I also wish to reassure Pipedrive users that:
- This was a one-time event, unrelated to the usual day-to-day functionality of the product,
- We have and will continue to make every effort to restore all lost data possible, and
- We have learned our lesson to avoid any such incident in the future
Improvements to reliability already in progress
- We are reviewing all of our data classifications and run through disaster recovery scenarios for each of them - the aim of these exercises is to prevent any future data loss, and to decrease the time it takes to recover data significantly, for each of the data classes, should an incident be unavoidable
- We are preparing to migrate to multiple datacenters hosting to reduce location-based risk, and for the additional benefit of running accounts from a hosting location geographically close to customers
- We are upgrading our storage system to Ceph, which is designed to provide excellent performance, reliability, and scalability
- Further, we will be growing the Infra team by one or two experienced data professionals, and are planning to add a central monitoring function, and in time, a full team, to boost our capacity to respond to technical and other potentially disruptive incidents
Lessons learned in responding to this incident
We have learned a lot during this time, and want to share the following lessons:
- Trust takes a long time to build and just one incident to break - we're very aware of this, and we want to make things right
- We have a solid approach to reliability, but this wasn't enough - we've learned an important lesson and are busy making our systems and processes even more robust
- Our people are the best asset we have, and we are completely proud with how professional, rational, and responsive everyone at Pipedrive has been under trying circumstances
- We’re lucky to have customers like you - we draw an incredible amount of energy, drive, and strength from the salespeople, entrepreneurs and dealmakers who use, promote and evangelize the product and the company
We are especially grateful to customers who got in touch to share messages like these:
“Kudos on your customer transparency. I know this sort of email is never easy to write.” - Kevin M
“That is exactly how I would handle the situation. Too many people (and companies) think it’s ok to just say “I’m sorry” repetitively and do nothing. I’m impressed that Pipedrive is owning up to the responsibility and making it right. I’ll find a way to get past this but you’ve just earned my loyalty by that action. No excuses, no excessive apologies, just decisive action. ” - Ted L
“Even with the issues this week, I would say there is one strength in your company that never seems to waver, the communication with your customers. I really appreciate that and the overall customer service you provide.” - Melissa M
“Sh*t happens when you party naked… Still love Pipedrive” - Emil M
And we’re here if you ever need to get in touch...

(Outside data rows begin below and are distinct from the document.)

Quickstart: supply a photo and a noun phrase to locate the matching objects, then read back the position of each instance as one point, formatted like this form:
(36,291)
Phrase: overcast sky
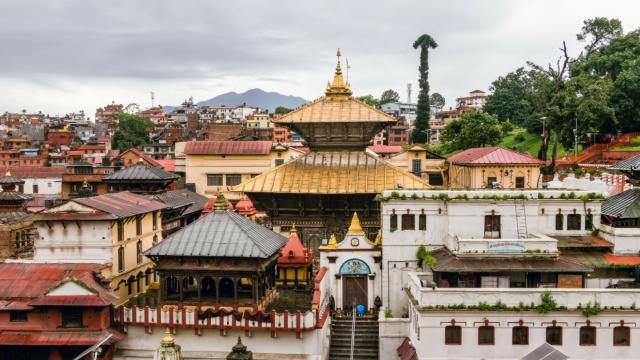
(63,56)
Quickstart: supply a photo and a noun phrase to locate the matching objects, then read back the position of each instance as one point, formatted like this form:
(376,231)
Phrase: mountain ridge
(253,97)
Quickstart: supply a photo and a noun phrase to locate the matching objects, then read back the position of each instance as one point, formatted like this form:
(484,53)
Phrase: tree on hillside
(511,97)
(471,130)
(423,113)
(282,110)
(389,96)
(438,101)
(132,131)
(599,32)
(369,100)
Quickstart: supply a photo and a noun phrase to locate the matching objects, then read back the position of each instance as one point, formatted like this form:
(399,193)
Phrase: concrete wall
(211,345)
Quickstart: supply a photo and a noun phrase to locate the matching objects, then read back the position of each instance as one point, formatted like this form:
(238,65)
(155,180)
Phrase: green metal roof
(221,233)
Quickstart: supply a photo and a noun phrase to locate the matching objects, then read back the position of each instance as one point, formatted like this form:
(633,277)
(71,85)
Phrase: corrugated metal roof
(221,234)
(59,338)
(545,352)
(624,205)
(628,164)
(327,109)
(173,200)
(199,201)
(141,171)
(447,262)
(32,280)
(333,172)
(492,155)
(142,155)
(122,204)
(228,147)
(385,149)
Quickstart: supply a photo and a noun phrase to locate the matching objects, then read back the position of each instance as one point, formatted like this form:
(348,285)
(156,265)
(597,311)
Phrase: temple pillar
(217,285)
(199,280)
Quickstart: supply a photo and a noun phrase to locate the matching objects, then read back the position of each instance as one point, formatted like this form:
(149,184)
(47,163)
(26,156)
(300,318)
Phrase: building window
(492,226)
(554,335)
(436,179)
(214,180)
(587,335)
(588,222)
(422,222)
(120,230)
(155,220)
(573,222)
(486,335)
(121,259)
(416,166)
(520,335)
(408,222)
(18,316)
(234,179)
(490,181)
(621,336)
(72,317)
(452,335)
(559,221)
(139,252)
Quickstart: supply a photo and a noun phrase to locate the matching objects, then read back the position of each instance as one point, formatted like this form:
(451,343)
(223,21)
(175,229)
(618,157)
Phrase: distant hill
(253,97)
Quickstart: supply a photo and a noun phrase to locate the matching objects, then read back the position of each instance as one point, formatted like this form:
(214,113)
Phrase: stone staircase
(366,339)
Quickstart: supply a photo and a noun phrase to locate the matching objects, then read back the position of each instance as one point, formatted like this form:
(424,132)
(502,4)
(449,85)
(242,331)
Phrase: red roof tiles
(492,155)
(228,147)
(385,149)
(32,280)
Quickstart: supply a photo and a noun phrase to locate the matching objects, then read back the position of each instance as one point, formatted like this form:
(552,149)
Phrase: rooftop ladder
(521,218)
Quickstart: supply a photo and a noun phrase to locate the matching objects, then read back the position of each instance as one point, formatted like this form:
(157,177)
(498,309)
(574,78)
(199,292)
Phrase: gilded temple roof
(333,172)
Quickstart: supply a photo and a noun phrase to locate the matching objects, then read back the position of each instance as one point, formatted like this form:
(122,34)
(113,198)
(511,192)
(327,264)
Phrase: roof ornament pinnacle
(167,340)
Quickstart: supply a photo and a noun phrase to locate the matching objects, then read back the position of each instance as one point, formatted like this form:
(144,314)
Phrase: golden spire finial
(355,225)
(167,340)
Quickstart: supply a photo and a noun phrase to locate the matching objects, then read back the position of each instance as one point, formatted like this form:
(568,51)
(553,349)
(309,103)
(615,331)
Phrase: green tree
(423,113)
(389,96)
(282,110)
(471,130)
(598,32)
(132,131)
(369,100)
(511,97)
(438,101)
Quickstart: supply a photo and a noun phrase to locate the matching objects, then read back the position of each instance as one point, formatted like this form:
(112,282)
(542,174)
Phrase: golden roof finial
(338,88)
(167,340)
(355,225)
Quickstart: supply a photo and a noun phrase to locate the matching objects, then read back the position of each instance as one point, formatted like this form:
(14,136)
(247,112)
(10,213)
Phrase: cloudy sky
(64,56)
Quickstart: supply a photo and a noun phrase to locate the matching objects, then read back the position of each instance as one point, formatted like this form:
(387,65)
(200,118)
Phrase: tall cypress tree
(421,125)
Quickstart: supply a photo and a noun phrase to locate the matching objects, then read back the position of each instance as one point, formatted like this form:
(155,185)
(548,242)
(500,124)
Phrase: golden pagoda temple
(321,190)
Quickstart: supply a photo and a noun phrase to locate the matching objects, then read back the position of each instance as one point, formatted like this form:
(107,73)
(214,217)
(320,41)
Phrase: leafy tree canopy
(369,100)
(389,96)
(471,130)
(132,131)
(281,110)
(438,101)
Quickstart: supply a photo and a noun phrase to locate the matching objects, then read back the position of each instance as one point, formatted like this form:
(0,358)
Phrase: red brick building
(54,311)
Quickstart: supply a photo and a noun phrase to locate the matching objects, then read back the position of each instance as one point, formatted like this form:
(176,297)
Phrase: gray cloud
(69,55)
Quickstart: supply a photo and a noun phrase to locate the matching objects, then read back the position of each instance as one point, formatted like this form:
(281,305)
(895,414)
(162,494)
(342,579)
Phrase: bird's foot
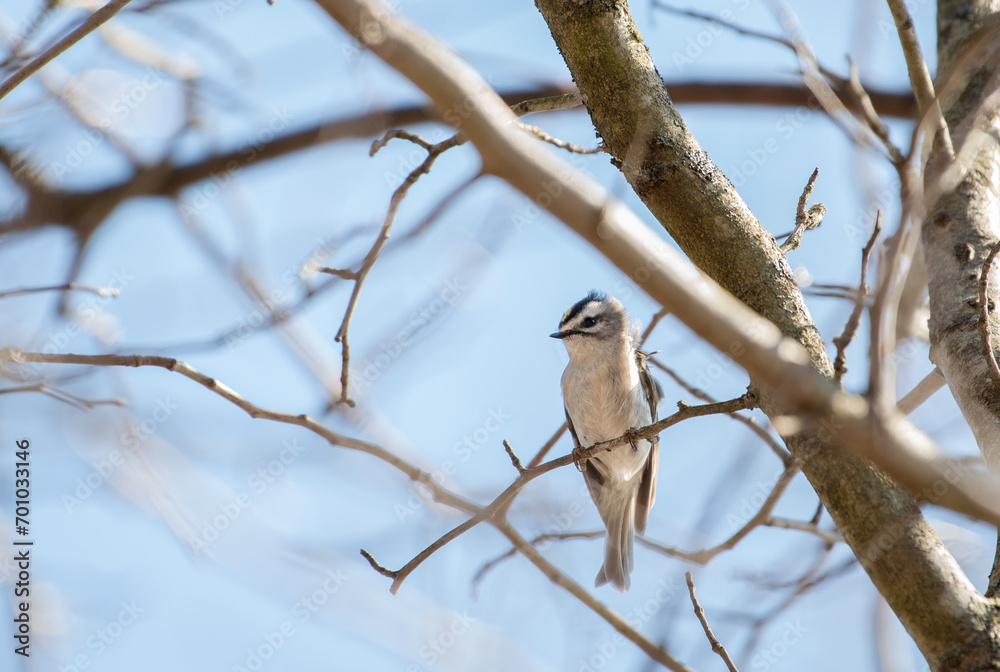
(632,438)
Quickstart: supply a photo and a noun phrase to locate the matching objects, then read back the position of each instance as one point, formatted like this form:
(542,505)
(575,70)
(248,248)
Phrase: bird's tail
(618,544)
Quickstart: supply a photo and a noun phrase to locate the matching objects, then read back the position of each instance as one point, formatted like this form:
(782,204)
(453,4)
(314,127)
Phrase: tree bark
(954,626)
(959,232)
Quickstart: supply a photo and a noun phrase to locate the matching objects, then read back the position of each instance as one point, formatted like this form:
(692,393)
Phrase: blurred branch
(441,494)
(811,528)
(92,23)
(73,400)
(930,384)
(704,556)
(804,219)
(497,509)
(920,77)
(359,276)
(67,287)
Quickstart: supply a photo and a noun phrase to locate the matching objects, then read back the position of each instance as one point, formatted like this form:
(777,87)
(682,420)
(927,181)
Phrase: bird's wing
(647,485)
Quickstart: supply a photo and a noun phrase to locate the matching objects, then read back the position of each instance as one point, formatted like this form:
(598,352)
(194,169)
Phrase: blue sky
(451,335)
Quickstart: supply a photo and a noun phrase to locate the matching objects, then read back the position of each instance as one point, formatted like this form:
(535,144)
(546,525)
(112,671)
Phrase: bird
(608,392)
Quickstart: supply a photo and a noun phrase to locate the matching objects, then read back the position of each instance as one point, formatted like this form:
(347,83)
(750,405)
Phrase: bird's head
(595,322)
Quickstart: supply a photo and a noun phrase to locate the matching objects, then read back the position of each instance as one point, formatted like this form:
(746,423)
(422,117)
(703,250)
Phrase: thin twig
(67,287)
(931,383)
(513,458)
(549,536)
(654,651)
(92,23)
(763,514)
(556,142)
(496,510)
(805,526)
(851,327)
(700,613)
(544,450)
(985,305)
(433,152)
(377,567)
(565,101)
(920,77)
(804,219)
(870,116)
(764,435)
(73,400)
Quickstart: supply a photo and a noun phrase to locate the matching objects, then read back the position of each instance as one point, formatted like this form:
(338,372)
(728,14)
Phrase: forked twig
(699,611)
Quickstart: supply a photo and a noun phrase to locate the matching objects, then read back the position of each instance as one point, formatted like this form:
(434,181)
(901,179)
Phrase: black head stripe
(580,305)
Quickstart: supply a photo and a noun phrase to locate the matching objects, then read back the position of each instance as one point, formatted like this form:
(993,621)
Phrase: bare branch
(851,327)
(513,458)
(92,23)
(810,527)
(556,142)
(920,77)
(67,287)
(564,101)
(752,424)
(544,450)
(804,219)
(700,613)
(931,383)
(985,305)
(763,514)
(433,152)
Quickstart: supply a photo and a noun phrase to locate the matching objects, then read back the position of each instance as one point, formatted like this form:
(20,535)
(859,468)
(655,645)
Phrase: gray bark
(961,229)
(954,626)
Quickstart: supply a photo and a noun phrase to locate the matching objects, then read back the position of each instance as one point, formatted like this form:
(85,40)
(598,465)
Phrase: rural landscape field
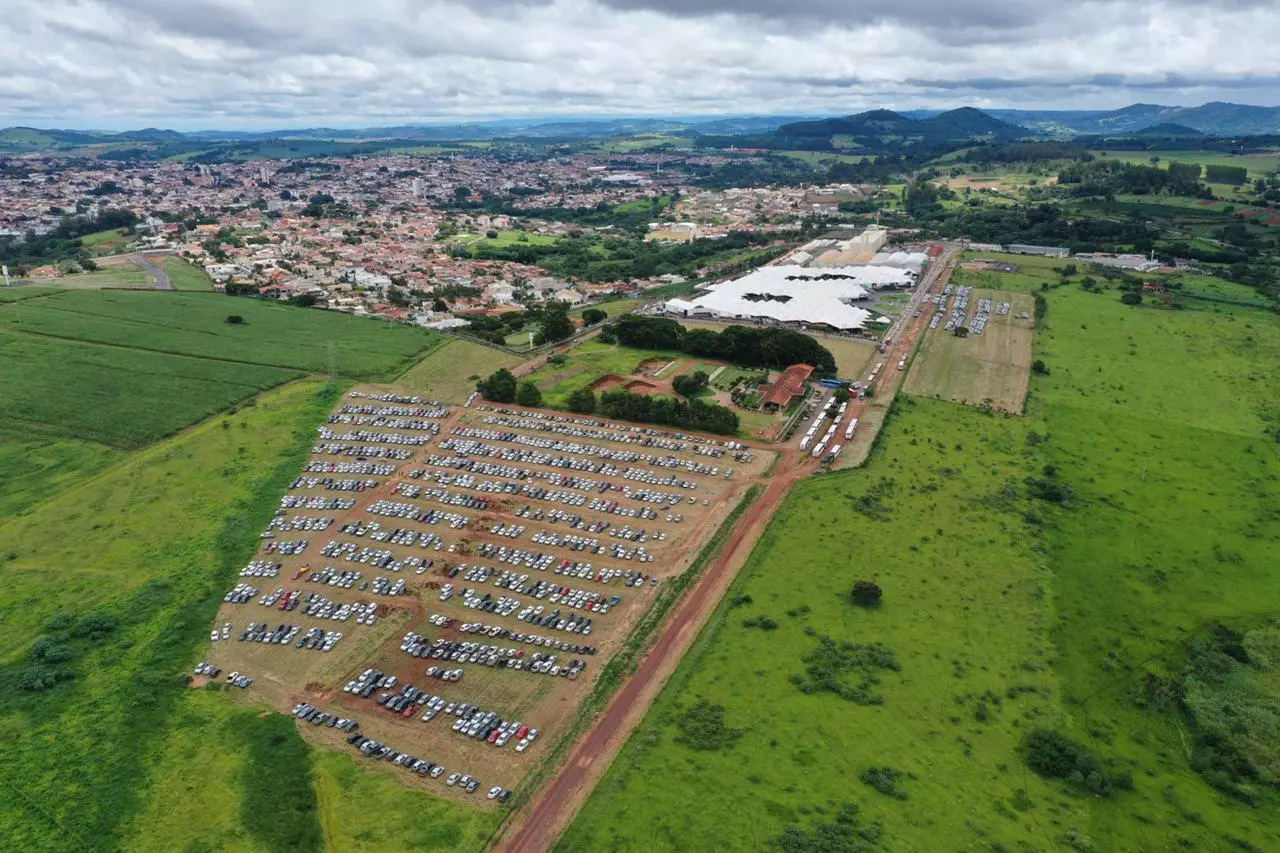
(613,427)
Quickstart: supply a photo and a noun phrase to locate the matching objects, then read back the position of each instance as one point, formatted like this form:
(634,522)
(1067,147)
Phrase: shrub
(702,726)
(865,593)
(529,395)
(886,780)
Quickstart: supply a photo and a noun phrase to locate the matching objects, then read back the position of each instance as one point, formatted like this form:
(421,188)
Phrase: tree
(499,387)
(581,401)
(556,324)
(529,395)
(865,593)
(689,384)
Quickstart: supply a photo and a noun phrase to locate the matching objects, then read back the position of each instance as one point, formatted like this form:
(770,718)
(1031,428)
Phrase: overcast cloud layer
(296,63)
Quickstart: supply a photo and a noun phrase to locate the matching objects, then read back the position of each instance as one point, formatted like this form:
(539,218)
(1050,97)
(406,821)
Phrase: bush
(529,395)
(583,401)
(702,726)
(1055,756)
(886,780)
(499,387)
(865,593)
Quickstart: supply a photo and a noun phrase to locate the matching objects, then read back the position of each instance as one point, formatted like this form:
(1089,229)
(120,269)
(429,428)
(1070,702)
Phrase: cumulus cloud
(292,63)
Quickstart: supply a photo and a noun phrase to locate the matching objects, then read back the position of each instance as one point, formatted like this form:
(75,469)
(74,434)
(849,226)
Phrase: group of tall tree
(746,346)
(670,411)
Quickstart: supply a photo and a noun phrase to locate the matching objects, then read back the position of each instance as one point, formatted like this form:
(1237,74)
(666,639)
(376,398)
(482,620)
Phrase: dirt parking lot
(410,511)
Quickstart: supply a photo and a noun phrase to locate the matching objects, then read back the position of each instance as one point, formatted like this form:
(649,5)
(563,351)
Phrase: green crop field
(186,277)
(196,324)
(449,372)
(39,468)
(147,548)
(963,617)
(1038,571)
(120,397)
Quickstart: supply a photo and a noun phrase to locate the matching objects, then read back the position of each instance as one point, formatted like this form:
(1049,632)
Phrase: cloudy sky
(295,63)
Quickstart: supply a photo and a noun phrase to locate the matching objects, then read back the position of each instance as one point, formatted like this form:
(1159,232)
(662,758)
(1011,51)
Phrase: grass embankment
(449,372)
(186,277)
(933,523)
(196,324)
(1046,570)
(124,573)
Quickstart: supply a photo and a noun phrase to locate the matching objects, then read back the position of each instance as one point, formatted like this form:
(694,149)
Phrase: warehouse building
(794,296)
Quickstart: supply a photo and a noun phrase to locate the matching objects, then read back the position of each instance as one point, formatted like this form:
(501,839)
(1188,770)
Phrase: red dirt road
(539,825)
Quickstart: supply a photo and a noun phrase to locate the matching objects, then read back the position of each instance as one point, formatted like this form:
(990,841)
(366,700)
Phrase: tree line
(745,346)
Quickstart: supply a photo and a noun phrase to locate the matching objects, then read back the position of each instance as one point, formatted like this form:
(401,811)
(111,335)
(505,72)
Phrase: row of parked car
(506,633)
(315,502)
(360,451)
(375,557)
(405,510)
(362,469)
(374,437)
(385,422)
(307,712)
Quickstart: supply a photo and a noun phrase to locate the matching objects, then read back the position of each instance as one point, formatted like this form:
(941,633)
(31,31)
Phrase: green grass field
(106,242)
(964,616)
(1006,611)
(39,468)
(186,277)
(150,546)
(449,372)
(1257,164)
(112,395)
(196,324)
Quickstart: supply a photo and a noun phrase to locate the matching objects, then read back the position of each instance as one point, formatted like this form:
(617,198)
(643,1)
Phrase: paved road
(161,277)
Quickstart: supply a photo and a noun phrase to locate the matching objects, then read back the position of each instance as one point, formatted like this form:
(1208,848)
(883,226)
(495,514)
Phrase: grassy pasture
(186,277)
(449,372)
(991,368)
(1257,164)
(196,324)
(39,468)
(1162,424)
(152,544)
(120,397)
(964,615)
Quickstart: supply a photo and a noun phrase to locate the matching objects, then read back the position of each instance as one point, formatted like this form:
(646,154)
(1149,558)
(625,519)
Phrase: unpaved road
(544,820)
(161,277)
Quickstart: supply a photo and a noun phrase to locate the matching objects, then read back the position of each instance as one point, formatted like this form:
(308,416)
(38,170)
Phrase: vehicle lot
(488,559)
(988,368)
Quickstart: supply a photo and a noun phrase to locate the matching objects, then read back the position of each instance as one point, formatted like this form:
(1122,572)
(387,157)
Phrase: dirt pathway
(549,813)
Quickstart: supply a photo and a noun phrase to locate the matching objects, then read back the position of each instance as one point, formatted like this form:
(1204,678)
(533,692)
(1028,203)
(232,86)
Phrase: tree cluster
(746,346)
(668,411)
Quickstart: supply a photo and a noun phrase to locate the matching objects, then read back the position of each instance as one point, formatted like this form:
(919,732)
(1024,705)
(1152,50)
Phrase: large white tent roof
(792,293)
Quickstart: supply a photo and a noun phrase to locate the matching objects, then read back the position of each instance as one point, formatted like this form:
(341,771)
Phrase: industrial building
(791,295)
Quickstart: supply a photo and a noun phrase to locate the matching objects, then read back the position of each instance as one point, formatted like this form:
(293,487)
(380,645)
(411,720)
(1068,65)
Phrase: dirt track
(549,813)
(538,826)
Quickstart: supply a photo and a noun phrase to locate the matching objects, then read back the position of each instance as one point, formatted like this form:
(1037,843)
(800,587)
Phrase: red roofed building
(789,386)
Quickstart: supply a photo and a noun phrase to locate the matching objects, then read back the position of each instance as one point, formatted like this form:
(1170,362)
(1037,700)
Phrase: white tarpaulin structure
(794,295)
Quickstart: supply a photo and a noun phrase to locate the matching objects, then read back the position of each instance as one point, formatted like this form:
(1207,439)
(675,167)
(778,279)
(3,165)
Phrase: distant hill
(1169,129)
(1216,118)
(877,128)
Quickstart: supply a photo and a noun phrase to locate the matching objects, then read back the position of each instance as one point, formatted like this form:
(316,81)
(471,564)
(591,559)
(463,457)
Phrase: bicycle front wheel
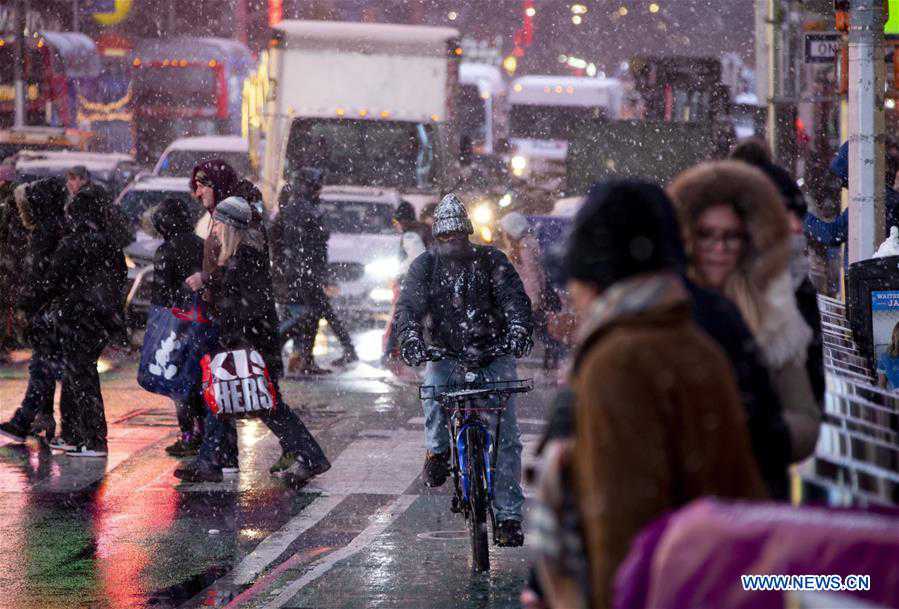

Our customer support is available 9am-5pm in the US and Europe, Monday to Friday - feel free to get in touch regarding this issue or anything else.
All of our customer support specialists have been briefed on the incident, should you have any unanswered questions. We will communicate any updates to admins of affected customer accounts as they are confirmed.
Finally, on a personal note, if you have any feedback on this article, my response, or that of Pipedrive as a team, please do not hesitate to email me directly on email@example.com, and I will do my best to answer you and satisfy any and all concerns you may have.
In the meantime, thank you for accepting our sincere apologies, your collective patience, and understanding, and for the time you have taken to read this post in full.